Will Rollins Challenge Schmidt’s Hitting Record?


In a few months, the Philadelphia Phillies will be met with some harrowing personnel decisions, none of which are insignificant. Between Roy Oswalt’s option, Cole Hamels’ final year of arbitration, and the pending free agency of both Ryan Madson and Jimmy Rollins, it is apparent that Ruben Amaro will have his hands full.

While some of those are slam dunks (give Cole Hamels whatever he wants, decline Roy Oswalt’s option), the other decisions are a bit tougher. Madson has proven himself to be as good a closer as he was a setup man, but Scott Boras is his agent, and high-priced relievers are almost never a good idea. Meanwhile, Jimmy Rollins will be a free agent for the first time in his career and will likely be seeking a not-so-team-friendly-deal like the one he signed back in 2006. 

As a result, it is very possible that Rollins will be holding down the six-spot for someone else in 2012 as the Phillies try to get younger and less expensive with a short-term option -- even though Rollins continues to produce this year.

However, there is another reason for bringing Jimmy back into the fold, as John Smallwood talks about in today’s Daily News.

Rollins has 1,809 career hits, and the odds say that within the next three seasons or so, he will get the 426 hits he needs to break Mike Schmidt's franchise record of 2,234.

The Phillies should allow Rollins to make a run at Schmidt's hits r

As a bit of a baseball romantic, I love, love, love this. Records are meant to be broken and players were meant to spend their entire careers with one team. Given that Jimmy is as much a face of this franchise as anyone, it would certainly be a moment of considerable significance for Rollins, the Phillies and the fans. 
That said, I’m also a realist. Even though I dig the fact that Ryan Howard will be spending perhaps his entire career in a Phillies uni, I can’t say that I was a fan of the size of the contract that made that happen. It’d be a similar situation with Jimmy -- a veteran player, a Phillies lifer, and a contract that will almost certainly not be lauded by critics, based on the fact that it does not appear that Jimmy will be taking less money to stay in South Philly.

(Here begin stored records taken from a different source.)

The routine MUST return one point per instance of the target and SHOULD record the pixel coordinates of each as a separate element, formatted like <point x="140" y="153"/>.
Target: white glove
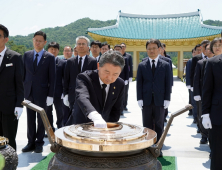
<point x="140" y="103"/>
<point x="166" y="104"/>
<point x="197" y="98"/>
<point x="206" y="121"/>
<point x="49" y="101"/>
<point x="97" y="119"/>
<point x="130" y="79"/>
<point x="66" y="101"/>
<point x="18" y="112"/>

And while Smallwood does go on to say that the Phillies shouldn’t give Rollins what the Yankees gave Derek Jeter this past off-season, he does imply that such an opportunity should be taken into consideration by the front office when they take their seats at the negotiation table.  
Like most everyone, I’m a staunch believer that contracts are about future potential and not past accomplishments, and given the fact that Rollins is a shortshop on the wrong side of 30, I can’t stay that I’d be all that jazzed over a contract that would lock him up. Even though he defends at an elite level, the Phillies have a pressing need to get younger and bringing back Rollins isn’t necessarily the best way to do that.
It’s about cost/benefit. Anything shy of a very team-friendly contract would likely do more harm than good. Would I like to see Rollins notch number 2,235 at Citizens Bank Park? You bet, but the Phils are in the business of winning baseball games, even if it means thumbing their noses at history.